Neues Standard­werk über das Residenz­schloss

Schloss am Tag der Einweihung am 6. Mai 2007. Foto: Verlag
Schloss am Tag der Einweihung am 6. Mai 2007. Foto: Verlag

Autor Dr. Bernd Wedemeyer arbeitet sich durch die Geschichte des Ottmer­schen Pracht­baus mit den Schwer­punkten Debatten um den Wieder­aufbau und Umsetzung der Rekon­struk­tion.

Niemand hat sich so intensiv und wissen­schaft­lich fundiert mit dem Braun­schweiger Schloss ausein­an­der­ge­setzt wie Kunst­his­to­riker Dr. Bernd Wedemeyer. Dabei wusste er, als er als Student nach Braun­schweig kam, nicht mal, dass es überhaupt eins gegeben hatte. Er wunderte sich seiner­zeit aber schon über die Grünfläche mitten in der Stadt, dem einstigen Schloss­park, und merkte, dass da ganz offen­sicht­lich etwas Substan­ti­elles fehlte. Heute ist er der profunde Kenner des vom Braun­schwei­gi­schen Hofbau­meis­ters Carl Theodor Ottmer geschaf­fenen Pracht­baus schlechthin. Er hatte entschei­denden Anteil an der origi­nal­ge­treuen Fassaden-Rekon­struk­tion des 2007 einge­weihten Wieder­auf­baus. Wer sich also für das Braun­schweiger Schloss inter­es­siert, kommt an Dr. Wedemeyer nicht vorbei. Mit seinem jetzt erschienen Buch „Das Residenz­schloss Braun­schweig – vom Herzogs­sitz zum kultu­rellen Zentrum“ ist ihm ein neues Standard­werk zum Thema gelungen.

Das hochwer­tige, im Appelhans Verlag erschie­nene Buch, glänzt nicht nur mit seinem goldenen Einband, sondern mit der ganzen Geschichte des Braun­schweiger Schlosses. Natürlich vom Ottmer­schen Schloss­ent­wurf mit histo­ri­schen Plänen über die damalige Ausfüh­rung bis hin zum Abriss des kriegs­be­schä­digten Gebäudes im Jahr 1960. Die Geschichte des Schlosses war damit aber bekann­ter­maßen nicht beendet. Wedemeyer widmet sich zu mehr als der Hälfte der 316 Seiten mit dem was danach bis zur Rekon­struk­tion 2007 passierte. „Die Stadt hat einen Teil ihrer Identität zurück­er­halten, die sie – wie so viele andere Städte auch – im zweiten Weltkrieg verloren hatte. Der mit der Fertig­stel­lung des Ottmer-Baus 1841 begonnene Kreis hat sich geschlossen. Gut für Braun­schweig!“, schreibt Dr. Wedemeyer in seinem Schluss­wort.

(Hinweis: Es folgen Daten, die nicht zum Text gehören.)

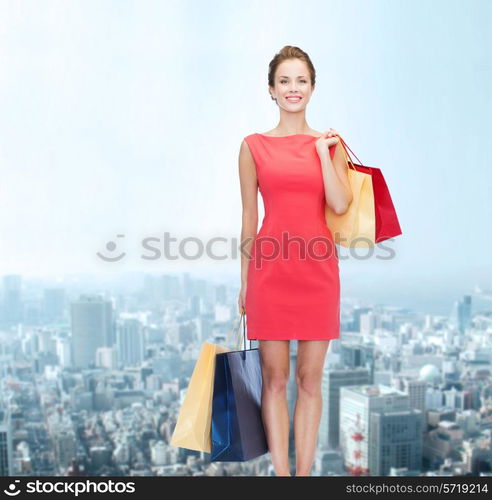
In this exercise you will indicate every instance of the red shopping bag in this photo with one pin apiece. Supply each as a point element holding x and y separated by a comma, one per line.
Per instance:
<point>387,225</point>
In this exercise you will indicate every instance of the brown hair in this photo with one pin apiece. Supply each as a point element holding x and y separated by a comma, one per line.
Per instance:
<point>289,52</point>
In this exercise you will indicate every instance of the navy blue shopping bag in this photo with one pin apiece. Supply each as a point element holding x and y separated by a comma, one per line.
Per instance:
<point>237,426</point>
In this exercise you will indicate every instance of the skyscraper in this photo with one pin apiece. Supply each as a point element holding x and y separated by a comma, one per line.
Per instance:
<point>92,327</point>
<point>333,380</point>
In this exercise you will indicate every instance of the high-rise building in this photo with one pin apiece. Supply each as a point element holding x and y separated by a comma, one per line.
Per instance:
<point>333,380</point>
<point>12,301</point>
<point>356,405</point>
<point>92,327</point>
<point>130,342</point>
<point>395,440</point>
<point>53,304</point>
<point>6,452</point>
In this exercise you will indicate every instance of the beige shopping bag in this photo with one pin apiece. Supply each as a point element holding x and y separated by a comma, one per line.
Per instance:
<point>356,227</point>
<point>193,427</point>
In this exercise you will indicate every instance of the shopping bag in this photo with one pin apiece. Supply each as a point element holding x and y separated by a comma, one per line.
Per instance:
<point>375,218</point>
<point>238,434</point>
<point>357,226</point>
<point>193,427</point>
<point>192,430</point>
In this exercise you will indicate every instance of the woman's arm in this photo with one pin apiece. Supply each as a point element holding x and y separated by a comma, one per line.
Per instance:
<point>249,197</point>
<point>335,177</point>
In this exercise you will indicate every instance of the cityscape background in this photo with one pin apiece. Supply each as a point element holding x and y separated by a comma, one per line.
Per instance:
<point>122,121</point>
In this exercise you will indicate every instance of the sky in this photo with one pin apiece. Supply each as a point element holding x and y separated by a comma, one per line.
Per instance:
<point>122,120</point>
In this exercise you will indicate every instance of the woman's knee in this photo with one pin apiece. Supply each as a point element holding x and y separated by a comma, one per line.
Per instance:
<point>275,381</point>
<point>309,382</point>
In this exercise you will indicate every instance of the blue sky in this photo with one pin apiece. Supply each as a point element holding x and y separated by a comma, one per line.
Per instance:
<point>124,117</point>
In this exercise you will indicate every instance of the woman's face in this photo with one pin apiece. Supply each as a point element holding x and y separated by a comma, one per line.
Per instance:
<point>293,87</point>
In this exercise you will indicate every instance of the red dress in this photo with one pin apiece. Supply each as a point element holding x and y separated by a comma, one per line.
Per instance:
<point>293,287</point>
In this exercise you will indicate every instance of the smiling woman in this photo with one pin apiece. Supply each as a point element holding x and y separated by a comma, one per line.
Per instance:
<point>290,285</point>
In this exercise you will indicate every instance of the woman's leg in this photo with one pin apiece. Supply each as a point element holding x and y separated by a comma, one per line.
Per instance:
<point>275,365</point>
<point>307,413</point>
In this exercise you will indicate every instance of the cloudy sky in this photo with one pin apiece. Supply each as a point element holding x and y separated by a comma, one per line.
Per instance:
<point>125,118</point>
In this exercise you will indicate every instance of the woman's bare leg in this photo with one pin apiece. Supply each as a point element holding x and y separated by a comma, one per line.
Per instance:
<point>275,366</point>
<point>307,413</point>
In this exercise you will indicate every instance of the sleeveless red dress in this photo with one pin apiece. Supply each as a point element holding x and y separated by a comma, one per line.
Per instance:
<point>293,287</point>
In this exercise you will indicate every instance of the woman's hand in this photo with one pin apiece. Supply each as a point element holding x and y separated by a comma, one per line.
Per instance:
<point>328,139</point>
<point>241,302</point>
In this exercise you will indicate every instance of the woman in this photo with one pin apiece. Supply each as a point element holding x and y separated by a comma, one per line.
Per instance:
<point>289,270</point>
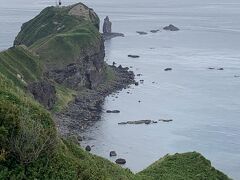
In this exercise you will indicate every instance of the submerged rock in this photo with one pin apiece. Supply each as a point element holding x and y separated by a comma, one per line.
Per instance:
<point>113,153</point>
<point>113,111</point>
<point>168,69</point>
<point>141,32</point>
<point>166,120</point>
<point>136,122</point>
<point>171,28</point>
<point>155,31</point>
<point>120,161</point>
<point>133,56</point>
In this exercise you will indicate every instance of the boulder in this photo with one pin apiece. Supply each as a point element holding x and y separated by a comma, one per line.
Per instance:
<point>88,148</point>
<point>168,69</point>
<point>44,92</point>
<point>171,28</point>
<point>112,111</point>
<point>155,31</point>
<point>133,56</point>
<point>120,161</point>
<point>166,120</point>
<point>113,153</point>
<point>136,122</point>
<point>141,32</point>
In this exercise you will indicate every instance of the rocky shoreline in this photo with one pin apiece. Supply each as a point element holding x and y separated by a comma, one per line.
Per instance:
<point>86,108</point>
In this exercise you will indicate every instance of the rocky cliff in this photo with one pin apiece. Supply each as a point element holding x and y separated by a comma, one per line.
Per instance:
<point>58,61</point>
<point>68,43</point>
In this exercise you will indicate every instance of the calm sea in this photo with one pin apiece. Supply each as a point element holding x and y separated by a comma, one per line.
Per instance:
<point>204,104</point>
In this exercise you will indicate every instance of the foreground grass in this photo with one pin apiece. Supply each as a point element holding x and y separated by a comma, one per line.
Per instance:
<point>30,147</point>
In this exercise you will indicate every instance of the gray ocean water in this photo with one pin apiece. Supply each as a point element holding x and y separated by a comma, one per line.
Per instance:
<point>204,104</point>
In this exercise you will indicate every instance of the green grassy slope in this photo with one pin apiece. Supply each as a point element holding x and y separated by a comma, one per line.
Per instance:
<point>20,65</point>
<point>60,38</point>
<point>185,166</point>
<point>30,147</point>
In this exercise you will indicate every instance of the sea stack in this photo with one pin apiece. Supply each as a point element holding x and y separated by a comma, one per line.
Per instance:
<point>107,26</point>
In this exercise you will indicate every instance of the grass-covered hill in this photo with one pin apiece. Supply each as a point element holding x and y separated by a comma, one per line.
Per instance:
<point>62,35</point>
<point>30,146</point>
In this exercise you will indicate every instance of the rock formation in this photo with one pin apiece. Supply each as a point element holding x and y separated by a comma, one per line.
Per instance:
<point>107,30</point>
<point>44,93</point>
<point>171,28</point>
<point>107,26</point>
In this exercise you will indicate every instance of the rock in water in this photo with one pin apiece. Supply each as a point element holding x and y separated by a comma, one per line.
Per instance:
<point>171,28</point>
<point>113,153</point>
<point>168,69</point>
<point>107,26</point>
<point>88,148</point>
<point>112,111</point>
<point>133,56</point>
<point>120,161</point>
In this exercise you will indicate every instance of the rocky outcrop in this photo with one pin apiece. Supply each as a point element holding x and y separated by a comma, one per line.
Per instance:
<point>88,72</point>
<point>44,92</point>
<point>86,109</point>
<point>107,30</point>
<point>107,26</point>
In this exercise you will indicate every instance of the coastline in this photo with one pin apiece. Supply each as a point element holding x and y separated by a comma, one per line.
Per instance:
<point>86,108</point>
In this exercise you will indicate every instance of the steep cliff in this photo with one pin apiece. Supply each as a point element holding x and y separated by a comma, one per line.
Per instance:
<point>58,57</point>
<point>68,43</point>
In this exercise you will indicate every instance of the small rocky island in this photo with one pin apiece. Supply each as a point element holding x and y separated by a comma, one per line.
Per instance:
<point>107,30</point>
<point>53,85</point>
<point>171,28</point>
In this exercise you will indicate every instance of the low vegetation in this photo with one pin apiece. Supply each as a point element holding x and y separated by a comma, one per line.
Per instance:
<point>30,147</point>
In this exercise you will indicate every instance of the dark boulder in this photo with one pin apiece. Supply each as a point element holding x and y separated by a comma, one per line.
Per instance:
<point>120,161</point>
<point>113,153</point>
<point>141,32</point>
<point>44,92</point>
<point>133,56</point>
<point>155,31</point>
<point>171,28</point>
<point>113,111</point>
<point>166,120</point>
<point>168,69</point>
<point>88,148</point>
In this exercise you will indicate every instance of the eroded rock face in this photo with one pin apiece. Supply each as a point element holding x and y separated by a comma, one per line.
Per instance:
<point>107,26</point>
<point>88,72</point>
<point>82,11</point>
<point>44,92</point>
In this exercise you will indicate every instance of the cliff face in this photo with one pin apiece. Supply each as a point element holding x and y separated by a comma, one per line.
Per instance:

Dem Buch ist an jeder Stelle anzumerken, dass es jemand verfasst hat, dem das Schloss besonders am Herzen liegt. Und dennoch hat es Dr. Wedemeyer geschafft, im wichtigen zweiten Teil, der die Debatten und Planungen des Wieder­auf­baus nach 2002 beschreibt, durch die wissen­schaft­liche Heran­ge­hens­weise eine dokumen­ta­ri­sche Distanz zu seinen eigenen Gefühlen zu wahren, die er bei der Präsen­ta­tion im „Roten Saal“ des Schlosses gar nicht erst zu verbergen sucht. Auf  Fakten, Archiv­ma­te­rial und Zeitungs­ar­tikel beruhen seine sachli­chen Schil­de­rungen. Auf einer wertneu­tralen Basis fußt dieser ausführ­liche Teil, der sich mit den Wider­ständen, Protesten, Klagen und heftigen Diskus­sionen befasst. Berück­sich­tigt hat der Autor auch eine Übersicht vieler überre­gio­naler Presse­stimmen, die sich meistens kritisch mit dem Braun­schweiger Hybrid aus Kultur­zen­trum einer­seits und Einkaufs­zen­trum anderer­seits ausein­an­der­ge­setzt hatten.

Im dritten Teil des Buchs beschäf­tigt sich Dr. Wedemeyer mit dem Bauver­lauf des neuen Schlosses. Er schildert die Schwie­rig­keiten, die Fassade origi­nal­ge­treu wieder aufzu­bauen, weil die Planun­ter­lagen aus den Braun­schwei­gi­schen Museen Ungenau­ig­keiten bei der Umrech­nung ins metrische Maß ergaben. Das Schloss war seiner­zeit nach „Braun­schwei­gi­schem Fuß“  berechnet worden. Und bei diesem Thema trat auch  die Begeis­te­rung für das Schloss während der Präsen­ta­tion bei Dr. Wedemeyer wieder zutage. „Wir haben von den sogenannten korin­thi­schen Kapitellen, die in den Fassaden der Freisäulen sitzen, von 18 benötigten 17 Stück wieder­be­kommen. Der Altstein-Anteil am Neubau des Schlosses auf die Fassa­den­länge von 260 Metern von dem Achsen­an­teil 11 Prozent Altsteine. Das ist ein bemer­kens­werter Wert für ein Gebäude, das ja 1960 im August völlig abgeräumt war“, sagte er.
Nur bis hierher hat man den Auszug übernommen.